Last month, Blanchflower said this:
“Seems Labour as I feared were not thinking boldly about how to transform working lives but were simply going to repeat austerity and not even light”.
“I was hoping that was an election ploy and behind the scenes they were thinking and exploring. They weren’t.”
It should worry the Labour leadership that enthusiastic backers just a few months ago have become disillusioned.
Another signatory to that letter, Professor Simon Wren-Lewis, recently published a blog estimating it would cost £70 billion to £100 billion to end austerity.
Last October, to coincide with Labour conference, John McDonnell MP and I looked at the same question in a report we published ‘What’s in the in-tray of an incoming Labour government?’
Our report set out what sort of spending is required to meet existing key performance targets, or to restore funding to 2010 levels, or to meet the average spend in particular policy areas among comparable nations.
We did not attribute costs where the Labour leadership had ruled out policies (like on scrapping tuition fees). We only looked at the biggest spending areas: health & social care, education, social security, local government, and public sector pay overall.
Our modest estimate, for those areas alone, without new policy commitments was – and I quote – “likely to be in excess of £70 billion extra in day-to-day spending” – so about the same as Professor Simon Wren-Lewis calculated.
Just to remind you, Labour’s manifesto promised an extra £7 billion of spending – and most of that was hypothecated to new measures like mental health support in schools, and free breakfast clubs.
Good, small policies but not core funding that will transform public services.
So even the economists who were cheerleading Keir Starmer and Rachel Reeves in the election campaign – are now saying something different.
Keir Starmer said to Congress this morning:
“No one in this room wants to hear such a gloomy forecast and I get that. I don’t want to be saying it either. It’s not how any government would want to begin its work.”
Austerity is a political choice, not an economic necessity.
We’ve had a succession of ministers in recent days, saying if they didn’t cut pensioners Winter Fuel Payments, it would risk economic stability. One even suggested there would be a run on the pound.
Winter Fuel Payments are less than 0.1% of total government spending.
Cutting them saves just £1.3 billion. And that’s before any extra take-up in Pension Credit – which if every pensioner entitled to it claimed it, it would cost 3 times as much as the savings from Winter Fuel Payments.
And that’s before the costs that will fall on the NHS from increased col-related illnesses.
This is the problem with treating economics as accountancy. It’s the same with leaving children in poverty.

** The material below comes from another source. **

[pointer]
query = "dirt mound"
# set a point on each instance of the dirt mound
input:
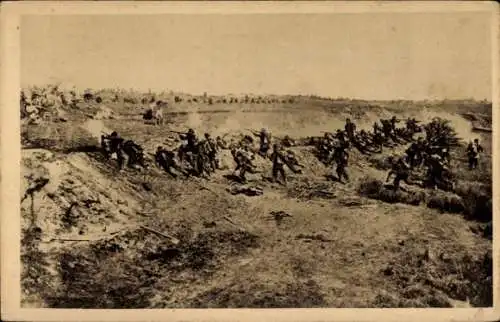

It’s estimated that child poverty costs the economy £39 billion a year, due to the greater risk of unemployment and lower earnings potential of adults who grew up in poverty, and of the additional amount spent on public services to help address the damage done to children growing up in poverty.
If we equalised the rate of Capital Gains Tax with rates of income tax – so that those who make their money from investments pay the same as those who work for it – it would raise £16 billion every year.

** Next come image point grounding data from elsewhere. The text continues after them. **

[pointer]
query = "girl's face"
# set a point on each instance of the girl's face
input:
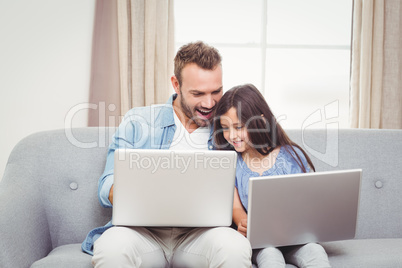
(234, 131)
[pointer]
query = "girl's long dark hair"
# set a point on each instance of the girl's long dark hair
(254, 113)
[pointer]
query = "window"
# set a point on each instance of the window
(297, 53)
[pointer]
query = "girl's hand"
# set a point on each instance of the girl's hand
(242, 227)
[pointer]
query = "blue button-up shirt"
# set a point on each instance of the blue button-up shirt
(285, 163)
(150, 127)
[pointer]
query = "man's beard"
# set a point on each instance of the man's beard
(193, 114)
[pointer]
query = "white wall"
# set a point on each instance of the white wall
(45, 56)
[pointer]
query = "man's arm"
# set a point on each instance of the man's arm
(123, 138)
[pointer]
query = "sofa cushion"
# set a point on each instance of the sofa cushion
(66, 256)
(365, 253)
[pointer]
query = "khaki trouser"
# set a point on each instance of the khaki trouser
(171, 247)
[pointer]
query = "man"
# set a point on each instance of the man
(183, 123)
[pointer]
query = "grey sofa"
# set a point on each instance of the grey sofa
(48, 195)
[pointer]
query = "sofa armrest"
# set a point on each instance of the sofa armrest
(24, 232)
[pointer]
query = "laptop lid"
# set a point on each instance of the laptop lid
(302, 208)
(173, 188)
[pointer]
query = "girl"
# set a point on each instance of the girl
(244, 122)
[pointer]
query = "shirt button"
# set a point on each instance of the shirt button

Seven Labour MPs were suspended from the Labour Party for voting to end a Tory policy, the two-child limit … which would cost just over £2 billion to scrap.
So do you want to tax wealthy people at the same rate as workers – or do you want kick pensioners and leave children in poverty?
You cannot solve the social and economic problems caused by austerity with more austerity. If you continue with failed policies, you will fail.